The mayor’s men marched on with them through the streets, accompanied by more people than Margaret had even known existed. The entire city seemed to have come to a halt to see her. Surely there could not be any men and women beyond those she saw. The crowds struggled against each other, climbing up buildings and sitting on the shoulders of friends to catch a glimpse of Margaret of England. The noise of their cheering could be felt on her skin, and her ears ached.

Margaret had not eaten for hours, that small detail forgotten in the vast organization of her trip through her husband’s capital city. The smell of the streets went some way to steal her appetite, but by the time she reached Westminster Abbey she was weak with hunger. The litter-horses were allowed to rest and Henry himself took her hand to guide her inside.

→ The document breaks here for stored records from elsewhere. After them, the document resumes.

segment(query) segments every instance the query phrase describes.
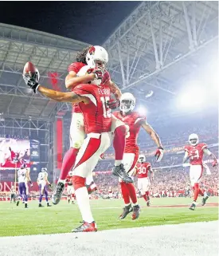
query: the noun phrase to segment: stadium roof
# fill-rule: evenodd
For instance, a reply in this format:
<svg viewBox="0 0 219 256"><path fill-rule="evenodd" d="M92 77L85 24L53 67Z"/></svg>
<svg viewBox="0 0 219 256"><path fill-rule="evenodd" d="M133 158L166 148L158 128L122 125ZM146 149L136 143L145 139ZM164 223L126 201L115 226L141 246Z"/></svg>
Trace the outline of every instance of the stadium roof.
<svg viewBox="0 0 219 256"><path fill-rule="evenodd" d="M65 90L67 67L76 52L88 46L76 40L0 23L0 114L33 119L52 117L68 104L49 100L26 89L22 74L24 65L32 61L41 73L41 82Z"/></svg>
<svg viewBox="0 0 219 256"><path fill-rule="evenodd" d="M0 114L46 119L68 104L33 95L22 78L33 61L41 83L65 90L68 65L88 45L78 41L0 24ZM182 81L218 54L218 2L143 2L106 40L108 69L123 91L127 89L151 111L168 112ZM146 100L151 90L153 96ZM172 111L172 109L171 109Z"/></svg>

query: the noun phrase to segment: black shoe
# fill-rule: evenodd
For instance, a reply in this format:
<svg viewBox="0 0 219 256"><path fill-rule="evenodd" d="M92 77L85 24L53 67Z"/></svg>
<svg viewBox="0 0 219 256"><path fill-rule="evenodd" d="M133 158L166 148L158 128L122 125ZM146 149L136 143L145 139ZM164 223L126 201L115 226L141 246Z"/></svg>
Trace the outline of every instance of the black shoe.
<svg viewBox="0 0 219 256"><path fill-rule="evenodd" d="M139 219L139 215L140 215L140 207L139 205L135 205L135 207L133 207L133 214L131 216L132 220Z"/></svg>
<svg viewBox="0 0 219 256"><path fill-rule="evenodd" d="M121 163L119 166L115 166L112 169L112 174L115 176L118 176L120 179L122 179L123 181L125 182L126 183L133 183L132 179L131 177L129 177L129 175L126 172L123 163Z"/></svg>
<svg viewBox="0 0 219 256"><path fill-rule="evenodd" d="M61 198L61 195L64 191L64 189L65 189L64 183L61 182L57 183L55 191L52 195L52 202L53 204L59 203Z"/></svg>
<svg viewBox="0 0 219 256"><path fill-rule="evenodd" d="M189 209L190 209L190 210L192 210L192 211L194 211L195 207L196 207L195 203L193 203L191 204L191 206L190 207Z"/></svg>
<svg viewBox="0 0 219 256"><path fill-rule="evenodd" d="M119 219L125 219L126 216L131 213L131 211L133 211L133 208L131 207L131 205L129 204L128 206L124 207L123 208L123 211L121 214L121 215L119 217Z"/></svg>

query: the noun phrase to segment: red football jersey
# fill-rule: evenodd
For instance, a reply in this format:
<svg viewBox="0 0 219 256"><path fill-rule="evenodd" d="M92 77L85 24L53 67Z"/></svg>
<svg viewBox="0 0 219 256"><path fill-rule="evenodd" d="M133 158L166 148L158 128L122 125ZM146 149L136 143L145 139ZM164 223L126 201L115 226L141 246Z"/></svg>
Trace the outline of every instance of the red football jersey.
<svg viewBox="0 0 219 256"><path fill-rule="evenodd" d="M78 95L87 96L90 103L79 103L84 115L85 132L108 132L111 131L111 109L107 105L110 99L110 89L102 85L80 85L73 92Z"/></svg>
<svg viewBox="0 0 219 256"><path fill-rule="evenodd" d="M66 183L68 185L68 186L72 186L72 176L69 176L69 175L68 175L67 177L66 177L66 179L65 179L65 182L66 182Z"/></svg>
<svg viewBox="0 0 219 256"><path fill-rule="evenodd" d="M137 139L141 128L142 121L146 120L146 116L137 112L131 112L129 115L123 116L121 112L115 112L113 115L129 126L129 132L126 136L125 153L135 153L139 148Z"/></svg>
<svg viewBox="0 0 219 256"><path fill-rule="evenodd" d="M207 148L208 146L205 143L199 143L196 146L186 145L185 146L185 151L187 152L192 156L190 158L190 164L192 165L202 165L202 159L204 148Z"/></svg>
<svg viewBox="0 0 219 256"><path fill-rule="evenodd" d="M84 63L82 63L82 62L73 62L72 63L68 68L68 73L70 71L73 71L75 72L76 73L78 73L80 69L81 68L83 68L84 65L86 65L87 64L84 64ZM110 74L107 71L105 73L104 73L104 78L103 78L103 81L102 81L102 83L103 84L106 84L108 81L110 80ZM72 91L73 91L74 89L72 89ZM80 113L81 112L81 110L80 108L79 108L79 104L78 103L76 104L72 104L72 112L76 112L76 113Z"/></svg>
<svg viewBox="0 0 219 256"><path fill-rule="evenodd" d="M138 179L148 177L148 171L150 167L151 167L150 163L137 163Z"/></svg>

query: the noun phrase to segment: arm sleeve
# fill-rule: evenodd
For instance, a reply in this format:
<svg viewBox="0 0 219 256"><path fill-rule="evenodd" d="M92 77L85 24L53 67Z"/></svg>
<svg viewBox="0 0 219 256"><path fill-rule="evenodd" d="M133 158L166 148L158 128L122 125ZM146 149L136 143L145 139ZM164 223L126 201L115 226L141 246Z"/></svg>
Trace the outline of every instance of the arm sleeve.
<svg viewBox="0 0 219 256"><path fill-rule="evenodd" d="M107 82L108 82L110 81L111 77L110 77L110 74L107 71L105 73L104 73L104 79L103 79L103 84L106 84Z"/></svg>

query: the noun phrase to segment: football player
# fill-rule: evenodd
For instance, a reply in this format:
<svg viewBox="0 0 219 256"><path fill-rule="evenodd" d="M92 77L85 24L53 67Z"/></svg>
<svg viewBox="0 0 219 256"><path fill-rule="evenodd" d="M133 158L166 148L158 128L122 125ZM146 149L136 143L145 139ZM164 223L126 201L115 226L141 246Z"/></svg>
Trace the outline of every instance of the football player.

It was strange to feel the warmth of his hand on hers. She hadn’t been sure what to expect after the wedding in Titchfield, but in the days that followed she had never been left alone with the young king. William and Lord Somerset in particular seemed determined to whisk the king away from her at every opportunity. At night, she slept alone and when she had asked and then demanded to know where the king was, she was told by sheepish servants that he had ridden to the nearest chapel to spend the night in prayer. She was beginning to wonder if what her father said about the English was true. Not many Frenchwomen remained virgins a full week after marriage. Margaret gripped Henry’s hand tightly, so that he looked at her. She saw only happiness in his eyes as he walked her over the white stones into one of the oldest abbeys in England.